彼と彼女と花の名前9
最後の最後で、投稿大っ変遅れまして、申し訳ありません!
私事が少し忙しかったのと...予想以上に話が、長くなってしまったので...本当にすいません!
という訳で、いつもの2倍くらいあるかもしれません...。
少しでも楽しんでいただければ、嬉しいです!
それはある休日のこと。家のものを整理していた俺たちは、棚の奥からアルバムを見つけた。
「これは……なんだ、俺のか。」
「えっ!碧人さんのアルバムですか!?…ちなみに、いつ頃の?」
「これは、中学から高校ぐらいだな。奥のほうに、もっと古いのもあるかもしれないが…もしかして見たいのか?」
澄歌をみると、ウズウズと見たそうな顔をしている。尋ねると、すごい勢いで頷いた。
「ぜ、ぜひ!」
___そうして彼女も自分のアルバムを持ってきて、お互いに見せあう会が始まった
「碧人さんって、桐葉学院に通ってらしたんですか!」
「そうだが……釣書にかいてなかったか?」
不審に思って尋ねると、澄歌はそっと目をそらした。
「すいません…あの頃は、『どうせ…』って気持ちが少しあって…」
「ふーん…」
「お、怒ってますか!?」
「いや…今はそうでないならいい。…それより、こんなもの見ていて楽しいか?」
「はい!とても!」
そういって笑うと、彼女はアルバムにまた視線を落とした。
「あ、この写真は何ですか?琴衣さんと樹さんもいらっしゃいますが…」
「これは、園芸部で撮った時の写真だな。ほら、ここの花壇を耕してたんだ」
「園芸部…?」
「ああ、2年の時から三人で活動してたんだ。俺たちが卒業した後、無くなってしまったが」
「……お見合いの時、花には詳しくないって言ったじゃないですか!」
「別に嘘じゃない。俺は基本イモしか育てなかった」
「イモ…」
そういうと、彼女は少し考え込んだ。
「あの…園芸部じゃなくて、関わってた人とかいらっしゃいましたか?」
「いや、いなかったと思うぞ。ひっそりとした活動だったし…それがどうかしたのか?」
「実は昔、この写真の花壇で高校生のお兄さんにお花をもらったんです」
「え?」
「その時にその人が、確か…『世話してない』みたいなことを言いながら、花をくださったので…もしかして碧人さんたちのお知り合いの方かなと思いまして」
そう言われても、校舎の片隅でのじみな活動だったので、興味を持った人が来るということはなかった。
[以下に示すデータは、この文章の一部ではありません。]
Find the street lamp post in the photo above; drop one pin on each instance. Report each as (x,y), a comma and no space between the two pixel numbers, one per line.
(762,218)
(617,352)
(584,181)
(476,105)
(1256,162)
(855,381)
(誰か通りがかった奴が、適当なことを言っただけか…?)
だが、何かが心に引っかかる。何だろう…?
「…というか、澄歌はずっと恵女だったんじゃないのか?」
「あ、はい。一応、幼稚園から中学までそうです。けど小学校にあがる時に、引っ越しで小学校からは桐葉に通おうということになったんです。結局、そのあとお父様の縛りがきつくなって、共学の桐葉はあきらめたんですが。でもそれで桐葉学院には一度だけ行ったことがあるんです」
そういうと、彼女は昔を懐かしむ目つきをした。
「あの頃はお母様が出ていったばかりで、過去を取り戻そうとしてるみたいに、お母様と関係あるものを必死でなぞってました。あの時も、お父様を待ってる間に、お母様が大好きだった花を見つけて、いてもたってもいられなくて…。あ、そうだ!いいものがあるんですよ!」
そういうと彼女は手をたたいて立ち上がり、自室へ走っていく。
少しして、古い子供向けの本をもって戻ってきた。彼女は本のページを開いて、中に挟まれていたものを取り出した。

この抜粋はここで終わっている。